The script of history is already written:
- Memory management will be the most complex technical battlefield—whoever makes context swap in and out as transparently as virtual memory will define next-gen infrastructure
- Databases are the highest-certainty commercial opportunity—PostgreSQL isn’t just storage, it has potential to become the Runtime
- Process management looks like a red ocean, but the deep water is empty—when agents become long-running services, real scheduling and recovery needs will emerge
- I/O’s endgame isn’t a new protocol, but Agent-Native CLI—55 years of Unix philosophy won’t be easily disrupted
- Trust layer will become enterprise market admission tickets—sandboxing is the floor, observability is the key
The real watershed isn’t models getting stronger—it’s system capability catching up. Once this infrastructure takes shape, agents will transform from “toys that can write code” into “processes you can trust with your business.”
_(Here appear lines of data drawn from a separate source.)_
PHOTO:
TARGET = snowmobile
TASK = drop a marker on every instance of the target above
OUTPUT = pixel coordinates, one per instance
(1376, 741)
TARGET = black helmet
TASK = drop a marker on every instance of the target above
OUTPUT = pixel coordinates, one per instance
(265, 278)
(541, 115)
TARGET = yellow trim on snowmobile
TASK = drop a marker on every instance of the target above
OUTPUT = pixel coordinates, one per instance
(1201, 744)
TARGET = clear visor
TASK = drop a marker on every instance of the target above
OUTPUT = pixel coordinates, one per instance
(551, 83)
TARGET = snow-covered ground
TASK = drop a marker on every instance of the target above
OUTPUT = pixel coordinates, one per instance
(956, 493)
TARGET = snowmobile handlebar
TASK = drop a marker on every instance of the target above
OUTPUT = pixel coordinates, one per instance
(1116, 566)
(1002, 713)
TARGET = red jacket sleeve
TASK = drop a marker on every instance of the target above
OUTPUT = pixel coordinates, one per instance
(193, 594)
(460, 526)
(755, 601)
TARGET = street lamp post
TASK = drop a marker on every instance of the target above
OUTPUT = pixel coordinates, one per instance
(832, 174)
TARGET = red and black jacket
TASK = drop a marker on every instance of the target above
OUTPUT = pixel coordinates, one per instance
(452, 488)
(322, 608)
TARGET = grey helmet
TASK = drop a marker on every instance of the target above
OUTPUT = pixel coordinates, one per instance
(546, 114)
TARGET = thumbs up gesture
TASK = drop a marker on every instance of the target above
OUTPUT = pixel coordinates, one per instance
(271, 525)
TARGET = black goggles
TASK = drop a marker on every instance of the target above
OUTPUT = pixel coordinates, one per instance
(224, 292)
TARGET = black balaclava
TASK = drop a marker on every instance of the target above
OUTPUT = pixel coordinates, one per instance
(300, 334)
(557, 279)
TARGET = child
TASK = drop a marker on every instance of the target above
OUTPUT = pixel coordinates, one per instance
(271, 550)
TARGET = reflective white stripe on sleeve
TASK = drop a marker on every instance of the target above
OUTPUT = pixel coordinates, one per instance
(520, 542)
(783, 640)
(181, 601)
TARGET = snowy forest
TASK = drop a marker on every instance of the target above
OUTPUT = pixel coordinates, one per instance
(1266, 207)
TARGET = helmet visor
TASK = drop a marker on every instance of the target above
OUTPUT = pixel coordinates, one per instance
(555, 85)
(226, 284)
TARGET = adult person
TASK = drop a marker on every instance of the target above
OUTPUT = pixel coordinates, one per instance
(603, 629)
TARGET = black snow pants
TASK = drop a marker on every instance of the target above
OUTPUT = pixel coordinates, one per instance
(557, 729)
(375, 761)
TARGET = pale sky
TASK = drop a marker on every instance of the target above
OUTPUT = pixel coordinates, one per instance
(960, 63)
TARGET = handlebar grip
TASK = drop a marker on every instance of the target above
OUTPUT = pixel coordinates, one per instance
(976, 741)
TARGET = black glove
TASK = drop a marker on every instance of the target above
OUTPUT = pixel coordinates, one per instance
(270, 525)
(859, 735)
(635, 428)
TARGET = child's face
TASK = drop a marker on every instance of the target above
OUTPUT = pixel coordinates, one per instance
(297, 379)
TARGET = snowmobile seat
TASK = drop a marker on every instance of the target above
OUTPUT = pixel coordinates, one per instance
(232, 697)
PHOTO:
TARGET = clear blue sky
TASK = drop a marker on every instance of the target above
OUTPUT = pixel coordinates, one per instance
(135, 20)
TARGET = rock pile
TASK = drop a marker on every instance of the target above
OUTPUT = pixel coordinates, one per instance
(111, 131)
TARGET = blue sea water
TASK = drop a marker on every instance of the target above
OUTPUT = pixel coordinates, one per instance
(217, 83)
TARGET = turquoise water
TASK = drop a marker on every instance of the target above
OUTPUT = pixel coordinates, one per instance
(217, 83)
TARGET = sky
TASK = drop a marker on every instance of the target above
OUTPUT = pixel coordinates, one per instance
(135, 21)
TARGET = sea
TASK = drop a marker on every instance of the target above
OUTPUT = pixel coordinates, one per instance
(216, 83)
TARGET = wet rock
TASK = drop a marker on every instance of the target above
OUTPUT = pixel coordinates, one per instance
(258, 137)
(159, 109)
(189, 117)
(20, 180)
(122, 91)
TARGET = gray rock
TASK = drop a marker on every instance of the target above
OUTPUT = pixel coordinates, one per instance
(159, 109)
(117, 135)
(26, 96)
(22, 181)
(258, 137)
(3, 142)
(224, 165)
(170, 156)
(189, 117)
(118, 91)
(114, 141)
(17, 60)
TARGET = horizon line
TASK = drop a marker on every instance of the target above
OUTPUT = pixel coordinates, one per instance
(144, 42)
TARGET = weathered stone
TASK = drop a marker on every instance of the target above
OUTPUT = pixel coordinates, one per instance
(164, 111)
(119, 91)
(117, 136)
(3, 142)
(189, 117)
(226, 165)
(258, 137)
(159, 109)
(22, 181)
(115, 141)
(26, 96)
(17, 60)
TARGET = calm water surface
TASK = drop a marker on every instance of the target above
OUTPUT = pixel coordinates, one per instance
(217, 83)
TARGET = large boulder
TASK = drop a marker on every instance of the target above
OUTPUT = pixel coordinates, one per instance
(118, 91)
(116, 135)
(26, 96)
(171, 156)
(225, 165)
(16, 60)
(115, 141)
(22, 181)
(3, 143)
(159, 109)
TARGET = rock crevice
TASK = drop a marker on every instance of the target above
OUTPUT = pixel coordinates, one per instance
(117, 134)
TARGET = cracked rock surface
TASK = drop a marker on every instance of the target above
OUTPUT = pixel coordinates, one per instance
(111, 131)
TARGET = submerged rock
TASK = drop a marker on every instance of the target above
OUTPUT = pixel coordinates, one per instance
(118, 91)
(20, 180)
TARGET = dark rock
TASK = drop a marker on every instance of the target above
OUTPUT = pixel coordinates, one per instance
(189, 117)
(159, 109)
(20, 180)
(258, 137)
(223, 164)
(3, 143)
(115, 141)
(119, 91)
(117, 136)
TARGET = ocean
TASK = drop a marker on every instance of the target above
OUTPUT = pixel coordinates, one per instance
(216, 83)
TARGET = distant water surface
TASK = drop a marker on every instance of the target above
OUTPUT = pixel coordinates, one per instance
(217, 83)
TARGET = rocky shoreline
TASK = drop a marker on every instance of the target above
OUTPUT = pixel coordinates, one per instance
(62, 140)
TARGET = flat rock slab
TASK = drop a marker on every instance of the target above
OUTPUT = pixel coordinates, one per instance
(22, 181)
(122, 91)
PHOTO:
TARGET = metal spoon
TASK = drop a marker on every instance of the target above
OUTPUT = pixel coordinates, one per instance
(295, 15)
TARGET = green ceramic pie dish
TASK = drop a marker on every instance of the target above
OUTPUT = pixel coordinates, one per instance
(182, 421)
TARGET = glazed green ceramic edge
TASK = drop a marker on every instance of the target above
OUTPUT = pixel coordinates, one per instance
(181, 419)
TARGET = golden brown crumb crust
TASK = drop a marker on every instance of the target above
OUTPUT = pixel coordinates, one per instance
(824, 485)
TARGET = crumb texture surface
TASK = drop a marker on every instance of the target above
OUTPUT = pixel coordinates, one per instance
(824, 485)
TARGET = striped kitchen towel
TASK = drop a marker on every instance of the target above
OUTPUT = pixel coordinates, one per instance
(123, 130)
Who will write the Linux kernel of the agent era? I don’t know. This is an era full of opportunity and possibility. At history’s turning point, anything is possible.
In the 1980s, someone was writing DOS programs in a garage. In the 1990s, someone was writing the Linux kernel in a dorm room. On some late night in 202x, someone might be at a terminal right now, typing the first line of Agent OS code.
Whoever builds this infrastructure is defining the next era.